Critique de Bordel-Station, le plus récent ouvrage de Guy Genest, un ancien étudiant de l’Université Laval.

Il suffirait (peut-être) de presque rien

Il n’y a rien de bordélique dans Bordel-Station. Au contraire. Dans ce roman de Guy Genest, publié chez XYZ, chaque élément occupe la place qui, d’avance et par principe, lui semble logiquement désignée. Ce qui amène le lecteur à poser bien vite un constat malheureux: il n’y a rien d’excitant dans Bordel-Station.

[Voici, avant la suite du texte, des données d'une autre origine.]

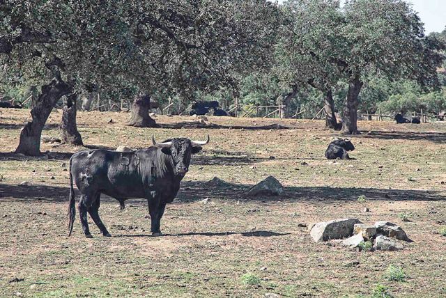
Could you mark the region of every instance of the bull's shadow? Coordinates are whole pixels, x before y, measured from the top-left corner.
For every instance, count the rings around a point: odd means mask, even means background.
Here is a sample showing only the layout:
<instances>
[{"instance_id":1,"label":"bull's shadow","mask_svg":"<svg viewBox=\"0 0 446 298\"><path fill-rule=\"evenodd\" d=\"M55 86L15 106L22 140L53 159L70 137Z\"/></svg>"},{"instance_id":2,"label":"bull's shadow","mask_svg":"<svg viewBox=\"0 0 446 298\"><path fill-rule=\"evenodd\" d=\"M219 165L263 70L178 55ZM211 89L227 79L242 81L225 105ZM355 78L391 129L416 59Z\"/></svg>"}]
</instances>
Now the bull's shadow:
<instances>
[{"instance_id":1,"label":"bull's shadow","mask_svg":"<svg viewBox=\"0 0 446 298\"><path fill-rule=\"evenodd\" d=\"M433 201L446 200L444 192L415 189L387 189L376 188L294 187L285 187L284 194L279 196L247 196L246 191L252 185L220 182L183 181L174 204L182 204L201 201L207 198L217 200L233 200L268 203L270 201L302 201L315 203L330 203L339 201L353 202L360 195L369 201ZM77 197L79 194L75 189ZM11 185L0 183L0 201L32 203L67 202L70 188L68 185ZM116 202L115 199L102 195L102 200ZM128 205L144 205L145 200L128 201Z\"/></svg>"},{"instance_id":2,"label":"bull's shadow","mask_svg":"<svg viewBox=\"0 0 446 298\"><path fill-rule=\"evenodd\" d=\"M178 234L163 234L163 237L168 236L228 236L230 235L241 235L244 237L277 237L290 235L289 233L276 233L269 230L256 230L249 232L201 232L201 233L183 233ZM114 237L153 237L150 234L137 234L137 235L116 235Z\"/></svg>"}]
</instances>

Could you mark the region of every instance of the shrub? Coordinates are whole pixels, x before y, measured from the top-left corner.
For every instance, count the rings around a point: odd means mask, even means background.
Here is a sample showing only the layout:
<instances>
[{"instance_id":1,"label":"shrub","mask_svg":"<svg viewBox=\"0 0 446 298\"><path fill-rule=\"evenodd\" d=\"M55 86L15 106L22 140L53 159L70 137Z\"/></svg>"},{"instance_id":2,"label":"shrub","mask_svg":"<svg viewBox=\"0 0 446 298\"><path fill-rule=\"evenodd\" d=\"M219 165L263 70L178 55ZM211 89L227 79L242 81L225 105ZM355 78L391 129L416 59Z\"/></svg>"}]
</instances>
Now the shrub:
<instances>
[{"instance_id":1,"label":"shrub","mask_svg":"<svg viewBox=\"0 0 446 298\"><path fill-rule=\"evenodd\" d=\"M404 281L406 274L401 268L390 265L385 272L385 277L390 281Z\"/></svg>"},{"instance_id":2,"label":"shrub","mask_svg":"<svg viewBox=\"0 0 446 298\"><path fill-rule=\"evenodd\" d=\"M242 275L242 283L247 285L257 285L260 284L260 279L252 273Z\"/></svg>"},{"instance_id":3,"label":"shrub","mask_svg":"<svg viewBox=\"0 0 446 298\"><path fill-rule=\"evenodd\" d=\"M378 284L371 293L371 298L392 298L389 289L385 285Z\"/></svg>"}]
</instances>

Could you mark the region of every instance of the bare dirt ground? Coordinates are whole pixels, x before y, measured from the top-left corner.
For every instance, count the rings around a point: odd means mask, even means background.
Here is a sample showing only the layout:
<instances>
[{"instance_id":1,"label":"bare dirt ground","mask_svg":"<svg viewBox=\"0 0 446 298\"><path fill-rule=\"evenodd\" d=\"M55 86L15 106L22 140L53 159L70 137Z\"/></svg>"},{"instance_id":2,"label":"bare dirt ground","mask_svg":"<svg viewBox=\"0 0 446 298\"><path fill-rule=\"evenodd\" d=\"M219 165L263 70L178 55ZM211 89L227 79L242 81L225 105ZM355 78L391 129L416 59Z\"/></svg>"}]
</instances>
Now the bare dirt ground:
<instances>
[{"instance_id":1,"label":"bare dirt ground","mask_svg":"<svg viewBox=\"0 0 446 298\"><path fill-rule=\"evenodd\" d=\"M58 136L61 116L52 113L43 134ZM210 128L180 129L174 124L192 118L158 116L162 128L139 129L125 126L128 116L79 112L84 143L114 149L147 147L152 134L211 138L166 209L162 237L149 236L144 201L121 212L103 196L100 212L114 237L102 237L89 219L95 238L86 239L77 218L68 237L66 164L84 148L44 143L42 157L10 153L29 111L0 109L1 297L369 297L377 284L394 297L446 296L446 237L438 233L446 226L445 124L362 121L364 133L351 138L356 159L330 162L323 153L337 132L321 121L210 117ZM243 194L269 175L286 187L284 196ZM231 187L206 186L214 176ZM358 252L315 244L298 226L344 217L394 222L414 242L399 252ZM405 281L384 277L390 264ZM246 274L259 280L247 285Z\"/></svg>"}]
</instances>

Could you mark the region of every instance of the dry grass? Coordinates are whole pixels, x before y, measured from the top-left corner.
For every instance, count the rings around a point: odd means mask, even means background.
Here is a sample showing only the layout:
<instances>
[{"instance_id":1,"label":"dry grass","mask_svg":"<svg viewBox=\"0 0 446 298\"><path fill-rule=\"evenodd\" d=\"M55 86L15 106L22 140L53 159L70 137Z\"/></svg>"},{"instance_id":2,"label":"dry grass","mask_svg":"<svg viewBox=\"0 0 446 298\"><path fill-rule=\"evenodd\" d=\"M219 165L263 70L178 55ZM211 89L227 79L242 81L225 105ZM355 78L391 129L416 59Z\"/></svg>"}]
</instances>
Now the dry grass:
<instances>
[{"instance_id":1,"label":"dry grass","mask_svg":"<svg viewBox=\"0 0 446 298\"><path fill-rule=\"evenodd\" d=\"M95 238L87 240L78 219L74 236L66 236L68 177L61 166L82 148L43 144L47 159L7 153L28 115L0 109L1 297L367 297L378 283L395 297L446 295L446 238L438 233L446 225L442 123L361 122L371 132L352 138L356 160L333 163L323 152L337 134L321 121L211 117L217 128L173 129L167 127L191 118L160 116L164 128L137 129L125 125L126 113L79 113L87 146L142 148L151 134L158 139L209 134L212 140L166 210L165 236L148 237L143 201L120 212L116 201L103 198L100 213L114 237L101 237L90 221ZM51 114L44 134L58 135L60 118ZM257 129L275 123L290 129ZM268 175L286 187L284 196L244 196L245 187ZM232 188L206 187L214 176ZM30 185L18 187L24 180ZM201 203L205 198L211 203ZM371 212L362 212L365 206ZM414 242L400 252L359 253L314 244L298 226L351 217L397 223ZM383 277L390 264L404 270L405 282ZM245 282L246 276L260 283Z\"/></svg>"}]
</instances>

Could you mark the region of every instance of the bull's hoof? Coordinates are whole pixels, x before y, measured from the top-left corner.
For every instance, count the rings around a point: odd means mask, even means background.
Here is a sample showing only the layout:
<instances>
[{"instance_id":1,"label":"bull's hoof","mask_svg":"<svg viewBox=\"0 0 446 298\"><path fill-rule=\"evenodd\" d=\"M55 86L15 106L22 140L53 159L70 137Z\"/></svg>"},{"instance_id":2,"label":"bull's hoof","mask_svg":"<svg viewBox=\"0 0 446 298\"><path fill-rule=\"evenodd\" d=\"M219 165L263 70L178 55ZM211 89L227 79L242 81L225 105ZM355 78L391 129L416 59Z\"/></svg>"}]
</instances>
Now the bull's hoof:
<instances>
[{"instance_id":1,"label":"bull's hoof","mask_svg":"<svg viewBox=\"0 0 446 298\"><path fill-rule=\"evenodd\" d=\"M157 232L157 233L152 233L152 237L158 237L158 236L162 236L162 233Z\"/></svg>"}]
</instances>

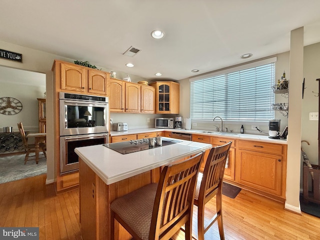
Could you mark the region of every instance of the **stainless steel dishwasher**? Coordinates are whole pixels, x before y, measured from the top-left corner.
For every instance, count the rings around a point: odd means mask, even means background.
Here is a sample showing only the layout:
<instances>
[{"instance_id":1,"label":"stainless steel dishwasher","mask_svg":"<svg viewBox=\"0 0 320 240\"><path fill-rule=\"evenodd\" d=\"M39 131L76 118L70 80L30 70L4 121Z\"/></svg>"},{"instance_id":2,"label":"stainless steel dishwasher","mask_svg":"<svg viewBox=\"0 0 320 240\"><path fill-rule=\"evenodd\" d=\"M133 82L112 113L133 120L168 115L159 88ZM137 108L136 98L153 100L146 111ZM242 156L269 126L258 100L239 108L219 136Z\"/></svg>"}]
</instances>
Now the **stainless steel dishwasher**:
<instances>
[{"instance_id":1,"label":"stainless steel dishwasher","mask_svg":"<svg viewBox=\"0 0 320 240\"><path fill-rule=\"evenodd\" d=\"M171 137L173 138L181 139L182 140L191 140L191 134L186 134L184 132L172 132L171 133Z\"/></svg>"}]
</instances>

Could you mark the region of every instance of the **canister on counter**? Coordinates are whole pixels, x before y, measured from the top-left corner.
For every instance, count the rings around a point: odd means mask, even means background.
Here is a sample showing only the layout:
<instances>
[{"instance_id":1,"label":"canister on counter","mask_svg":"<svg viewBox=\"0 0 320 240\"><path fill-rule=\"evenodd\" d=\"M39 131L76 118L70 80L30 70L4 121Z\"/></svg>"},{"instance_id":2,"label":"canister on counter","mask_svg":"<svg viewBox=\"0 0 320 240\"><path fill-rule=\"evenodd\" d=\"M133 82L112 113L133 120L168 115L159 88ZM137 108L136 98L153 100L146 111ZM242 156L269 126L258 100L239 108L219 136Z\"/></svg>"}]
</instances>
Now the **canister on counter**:
<instances>
[{"instance_id":1,"label":"canister on counter","mask_svg":"<svg viewBox=\"0 0 320 240\"><path fill-rule=\"evenodd\" d=\"M156 146L156 138L149 138L149 146L154 148Z\"/></svg>"},{"instance_id":2,"label":"canister on counter","mask_svg":"<svg viewBox=\"0 0 320 240\"><path fill-rule=\"evenodd\" d=\"M162 137L158 136L156 138L156 144L158 146L162 146Z\"/></svg>"}]
</instances>

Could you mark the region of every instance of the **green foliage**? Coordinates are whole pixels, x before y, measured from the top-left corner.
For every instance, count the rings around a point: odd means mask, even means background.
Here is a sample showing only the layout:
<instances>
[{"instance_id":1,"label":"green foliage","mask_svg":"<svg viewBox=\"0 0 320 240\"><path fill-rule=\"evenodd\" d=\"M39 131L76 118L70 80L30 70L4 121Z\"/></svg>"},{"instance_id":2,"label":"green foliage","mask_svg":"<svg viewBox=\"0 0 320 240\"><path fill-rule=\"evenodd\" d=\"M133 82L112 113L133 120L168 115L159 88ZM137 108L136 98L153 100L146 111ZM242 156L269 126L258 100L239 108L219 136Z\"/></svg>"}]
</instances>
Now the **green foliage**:
<instances>
[{"instance_id":1,"label":"green foliage","mask_svg":"<svg viewBox=\"0 0 320 240\"><path fill-rule=\"evenodd\" d=\"M82 66L86 66L87 68L91 68L98 69L96 66L94 65L91 65L88 61L81 62L81 61L74 61L74 64L78 65L81 65Z\"/></svg>"}]
</instances>

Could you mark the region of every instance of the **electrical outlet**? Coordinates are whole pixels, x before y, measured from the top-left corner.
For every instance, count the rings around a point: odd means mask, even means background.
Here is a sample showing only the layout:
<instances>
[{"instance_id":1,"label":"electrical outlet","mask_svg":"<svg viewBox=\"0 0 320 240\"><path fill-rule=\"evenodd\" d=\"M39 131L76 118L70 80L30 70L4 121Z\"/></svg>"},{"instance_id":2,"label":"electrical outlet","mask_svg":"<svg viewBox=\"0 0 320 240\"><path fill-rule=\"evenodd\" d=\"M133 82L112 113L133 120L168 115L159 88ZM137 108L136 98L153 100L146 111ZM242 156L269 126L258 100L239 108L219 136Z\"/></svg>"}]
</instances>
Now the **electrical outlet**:
<instances>
[{"instance_id":1,"label":"electrical outlet","mask_svg":"<svg viewBox=\"0 0 320 240\"><path fill-rule=\"evenodd\" d=\"M256 130L256 128L258 128L259 126L258 125L252 125L251 126L251 130Z\"/></svg>"},{"instance_id":2,"label":"electrical outlet","mask_svg":"<svg viewBox=\"0 0 320 240\"><path fill-rule=\"evenodd\" d=\"M309 120L314 121L319 120L319 112L309 112Z\"/></svg>"}]
</instances>

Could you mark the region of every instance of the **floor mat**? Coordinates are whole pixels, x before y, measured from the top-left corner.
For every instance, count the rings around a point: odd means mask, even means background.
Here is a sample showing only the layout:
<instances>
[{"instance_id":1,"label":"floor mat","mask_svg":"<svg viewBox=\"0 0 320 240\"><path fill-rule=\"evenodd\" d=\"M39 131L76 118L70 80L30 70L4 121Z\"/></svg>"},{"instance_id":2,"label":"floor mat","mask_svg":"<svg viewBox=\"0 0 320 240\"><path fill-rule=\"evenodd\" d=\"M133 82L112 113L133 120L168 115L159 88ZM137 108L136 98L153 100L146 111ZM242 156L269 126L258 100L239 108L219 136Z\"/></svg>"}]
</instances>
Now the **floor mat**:
<instances>
[{"instance_id":1,"label":"floor mat","mask_svg":"<svg viewBox=\"0 0 320 240\"><path fill-rule=\"evenodd\" d=\"M14 181L46 172L46 160L39 156L39 162L30 160L24 164L26 154L0 157L0 184ZM34 159L32 155L30 157Z\"/></svg>"},{"instance_id":2,"label":"floor mat","mask_svg":"<svg viewBox=\"0 0 320 240\"><path fill-rule=\"evenodd\" d=\"M231 198L234 198L236 196L241 188L238 186L234 186L226 182L222 182L222 194Z\"/></svg>"},{"instance_id":3,"label":"floor mat","mask_svg":"<svg viewBox=\"0 0 320 240\"><path fill-rule=\"evenodd\" d=\"M304 202L304 196L300 194L300 208L304 212L320 218L320 204L309 201L308 204Z\"/></svg>"}]
</instances>

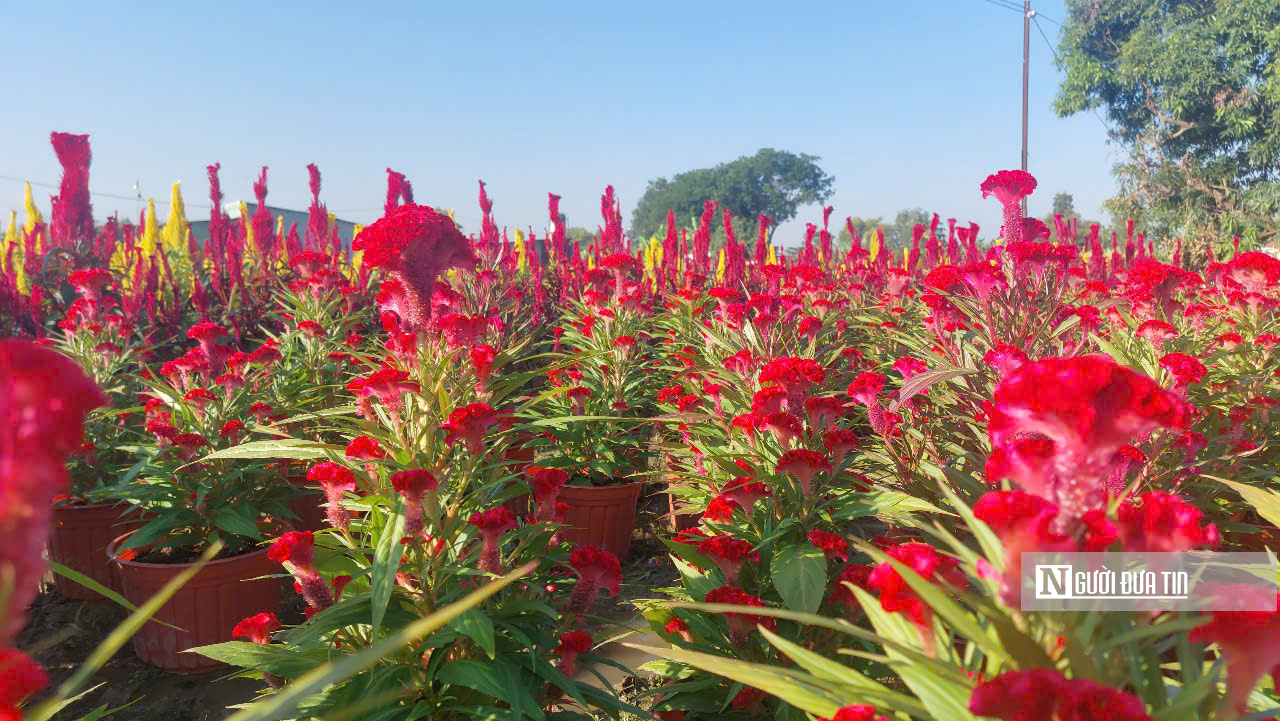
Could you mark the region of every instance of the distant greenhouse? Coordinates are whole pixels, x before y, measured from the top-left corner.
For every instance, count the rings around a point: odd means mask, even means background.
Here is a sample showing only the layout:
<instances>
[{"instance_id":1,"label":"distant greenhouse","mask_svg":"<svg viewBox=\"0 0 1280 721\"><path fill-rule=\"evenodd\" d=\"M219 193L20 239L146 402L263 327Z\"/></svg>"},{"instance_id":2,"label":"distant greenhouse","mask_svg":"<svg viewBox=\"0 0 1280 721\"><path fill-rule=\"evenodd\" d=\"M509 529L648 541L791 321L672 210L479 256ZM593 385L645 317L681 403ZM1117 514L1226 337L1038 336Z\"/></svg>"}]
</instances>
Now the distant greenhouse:
<instances>
[{"instance_id":1,"label":"distant greenhouse","mask_svg":"<svg viewBox=\"0 0 1280 721\"><path fill-rule=\"evenodd\" d=\"M256 202L246 202L244 206L248 209L248 215L253 215L255 213L257 213L257 204ZM307 237L307 218L308 218L306 210L291 210L288 207L275 207L273 205L268 205L266 210L271 214L271 225L273 227L275 225L275 223L279 222L278 220L279 218L283 218L284 219L284 232L288 233L289 232L289 225L293 224L293 223L297 223L298 224L298 238L302 238L303 241L306 239L306 237ZM228 204L225 204L223 206L223 211L227 213L227 215L230 216L233 220L239 219L239 215L241 215L241 204L239 202L228 202ZM352 237L356 233L356 224L352 223L351 220L343 220L342 218L333 218L333 215L330 215L329 218L330 218L330 223L333 223L334 220L337 220L337 223L338 223L338 237L342 238L342 247L343 248L351 248L351 241L352 241ZM192 232L193 236L196 236L197 241L207 241L209 239L209 220L192 220L191 222L191 232Z\"/></svg>"}]
</instances>

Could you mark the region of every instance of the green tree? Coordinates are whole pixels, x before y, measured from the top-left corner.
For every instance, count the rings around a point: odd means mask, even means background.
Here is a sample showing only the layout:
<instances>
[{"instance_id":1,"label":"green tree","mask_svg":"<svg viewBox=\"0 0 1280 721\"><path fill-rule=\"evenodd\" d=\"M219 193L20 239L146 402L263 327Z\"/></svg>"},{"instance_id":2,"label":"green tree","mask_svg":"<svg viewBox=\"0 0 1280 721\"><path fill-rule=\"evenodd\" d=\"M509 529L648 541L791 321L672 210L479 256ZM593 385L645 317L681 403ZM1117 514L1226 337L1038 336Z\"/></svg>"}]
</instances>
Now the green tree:
<instances>
[{"instance_id":1,"label":"green tree","mask_svg":"<svg viewBox=\"0 0 1280 721\"><path fill-rule=\"evenodd\" d=\"M1194 246L1277 233L1280 0L1068 0L1055 110L1128 150L1116 219Z\"/></svg>"},{"instance_id":2,"label":"green tree","mask_svg":"<svg viewBox=\"0 0 1280 721\"><path fill-rule=\"evenodd\" d=\"M891 248L911 247L911 231L919 223L929 225L929 214L922 207L905 207L893 216L893 223L884 225L884 245ZM873 227L872 231L876 228Z\"/></svg>"},{"instance_id":3,"label":"green tree","mask_svg":"<svg viewBox=\"0 0 1280 721\"><path fill-rule=\"evenodd\" d=\"M772 237L773 229L795 218L800 206L831 197L835 178L818 166L818 160L814 155L765 147L714 168L686 170L669 181L650 181L631 215L631 236L660 234L667 210L675 210L681 224L695 223L703 201L714 200L733 214L739 241L754 242L756 216L762 213L773 219ZM750 236L744 234L745 229L753 229Z\"/></svg>"},{"instance_id":4,"label":"green tree","mask_svg":"<svg viewBox=\"0 0 1280 721\"><path fill-rule=\"evenodd\" d=\"M1075 218L1075 198L1071 193L1057 193L1053 196L1053 210L1050 211L1050 216L1061 215L1062 218Z\"/></svg>"},{"instance_id":5,"label":"green tree","mask_svg":"<svg viewBox=\"0 0 1280 721\"><path fill-rule=\"evenodd\" d=\"M856 215L851 216L849 222L858 231L858 237L863 239L863 247L870 242L870 234L876 232L878 225L884 223L884 218L877 215L876 218L859 218ZM854 245L854 237L849 234L849 225L841 223L840 232L836 233L836 247L840 251L847 251L849 247Z\"/></svg>"}]
</instances>

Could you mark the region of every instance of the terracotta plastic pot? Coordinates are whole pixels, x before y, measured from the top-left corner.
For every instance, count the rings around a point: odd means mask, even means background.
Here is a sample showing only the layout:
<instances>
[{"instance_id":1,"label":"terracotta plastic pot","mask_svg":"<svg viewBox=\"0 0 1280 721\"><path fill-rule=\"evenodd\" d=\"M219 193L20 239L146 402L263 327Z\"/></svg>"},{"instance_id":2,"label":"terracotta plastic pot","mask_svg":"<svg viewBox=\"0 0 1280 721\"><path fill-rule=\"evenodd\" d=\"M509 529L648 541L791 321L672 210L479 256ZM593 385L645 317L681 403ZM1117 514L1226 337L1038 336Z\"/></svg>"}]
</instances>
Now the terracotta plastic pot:
<instances>
[{"instance_id":1,"label":"terracotta plastic pot","mask_svg":"<svg viewBox=\"0 0 1280 721\"><path fill-rule=\"evenodd\" d=\"M621 485L566 485L559 502L564 511L564 539L579 546L596 546L618 560L627 557L631 531L636 525L636 505L643 483Z\"/></svg>"},{"instance_id":2,"label":"terracotta plastic pot","mask_svg":"<svg viewBox=\"0 0 1280 721\"><path fill-rule=\"evenodd\" d=\"M170 579L192 566L115 558L115 549L128 535L116 538L106 553L120 570L124 598L133 604L142 604ZM155 620L182 630L148 621L133 634L134 653L152 666L178 674L221 668L223 665L216 661L183 651L233 640L232 629L241 620L264 611L276 612L280 607L282 579L259 576L279 572L280 565L266 557L266 548L210 562L154 616Z\"/></svg>"},{"instance_id":3,"label":"terracotta plastic pot","mask_svg":"<svg viewBox=\"0 0 1280 721\"><path fill-rule=\"evenodd\" d=\"M106 547L124 531L142 525L136 514L122 514L128 506L92 503L87 506L54 506L54 533L49 537L49 557L79 571L119 593L120 576L115 565L105 558ZM54 574L54 588L65 598L105 601L96 590Z\"/></svg>"}]
</instances>

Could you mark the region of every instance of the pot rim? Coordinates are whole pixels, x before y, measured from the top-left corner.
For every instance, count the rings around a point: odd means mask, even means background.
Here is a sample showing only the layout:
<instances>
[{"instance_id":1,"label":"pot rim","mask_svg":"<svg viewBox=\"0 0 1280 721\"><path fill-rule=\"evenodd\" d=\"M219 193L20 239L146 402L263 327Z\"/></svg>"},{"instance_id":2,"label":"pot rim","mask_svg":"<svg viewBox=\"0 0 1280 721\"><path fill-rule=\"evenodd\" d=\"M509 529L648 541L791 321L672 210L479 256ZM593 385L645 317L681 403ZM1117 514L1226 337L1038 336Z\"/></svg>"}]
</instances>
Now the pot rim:
<instances>
[{"instance_id":1,"label":"pot rim","mask_svg":"<svg viewBox=\"0 0 1280 721\"><path fill-rule=\"evenodd\" d=\"M118 558L115 556L115 548L118 546L120 546L120 543L123 543L125 538L133 535L138 530L140 529L131 530L129 533L119 535L119 537L115 538L115 540L113 540L111 543L106 544L106 560L108 560L109 563L118 563L120 566L137 566L140 569L175 569L178 571L189 569L189 567L192 567L192 566L196 565L195 562L187 562L187 563L147 563L146 561L129 561L127 558ZM239 556L232 556L230 558L215 558L215 560L210 561L209 563L206 563L206 567L207 566L216 566L216 565L220 565L220 563L230 563L230 562L234 562L234 561L242 561L244 558L248 558L250 556L265 556L268 551L270 551L270 547L264 546L262 548L259 548L257 551L250 551L248 553L241 553Z\"/></svg>"},{"instance_id":2,"label":"pot rim","mask_svg":"<svg viewBox=\"0 0 1280 721\"><path fill-rule=\"evenodd\" d=\"M573 483L566 483L561 487L561 493L570 488L577 488L582 490L611 490L616 488L634 488L636 485L644 485L646 480L630 480L627 483L611 483L608 485L575 485Z\"/></svg>"}]
</instances>

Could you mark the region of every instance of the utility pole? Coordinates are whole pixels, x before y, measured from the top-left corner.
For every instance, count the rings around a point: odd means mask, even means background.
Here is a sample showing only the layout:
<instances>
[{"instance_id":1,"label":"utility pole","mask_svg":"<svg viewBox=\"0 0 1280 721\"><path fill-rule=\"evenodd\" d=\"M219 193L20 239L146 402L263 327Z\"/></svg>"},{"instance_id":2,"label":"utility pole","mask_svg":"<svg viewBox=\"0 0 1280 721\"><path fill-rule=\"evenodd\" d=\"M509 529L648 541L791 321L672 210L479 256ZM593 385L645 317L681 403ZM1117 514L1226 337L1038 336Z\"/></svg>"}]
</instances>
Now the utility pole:
<instances>
[{"instance_id":1,"label":"utility pole","mask_svg":"<svg viewBox=\"0 0 1280 721\"><path fill-rule=\"evenodd\" d=\"M1023 172L1027 172L1027 108L1030 88L1032 60L1032 0L1023 0ZM1023 216L1027 215L1027 197L1023 196Z\"/></svg>"}]
</instances>

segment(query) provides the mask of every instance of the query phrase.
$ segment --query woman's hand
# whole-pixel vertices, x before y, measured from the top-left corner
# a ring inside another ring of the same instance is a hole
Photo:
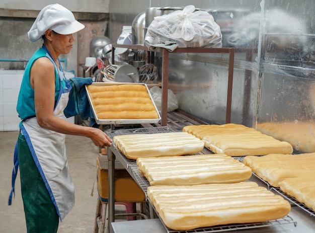
[[[96,128],[91,128],[91,129],[92,133],[90,138],[95,145],[99,146],[112,145],[112,139],[103,131]]]

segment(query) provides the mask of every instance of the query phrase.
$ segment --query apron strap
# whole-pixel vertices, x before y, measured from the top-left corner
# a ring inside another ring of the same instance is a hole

Il y a bien le récit d’initiation de ce jeune bourgeois qui, à l’été 1955, débarque au beau milieu de la forêt québécoise, dans cette clairière près d’un chantier de coupe où se dressent un magasin général et un «hôtel» géré par une Madame et habité par quelques séduisantes jeunes filles. Il y a bien Émeri, cet homme des bois un peu bourru mais tout à fait sympathique qui apprendra au personnage principal à profiter de la vie. Il y a bien la bandante Lili et la mystérieuse Carole, qui bouleverseront le cœur et les hormones de notre jeune Montréalais, et il y a bien une ou deux intrigues, un ou deux noeuds à dénouer ici et là dans le roman. Mais pas de surprise, pas d’anticipation, pas de montée ou de chute dramatique.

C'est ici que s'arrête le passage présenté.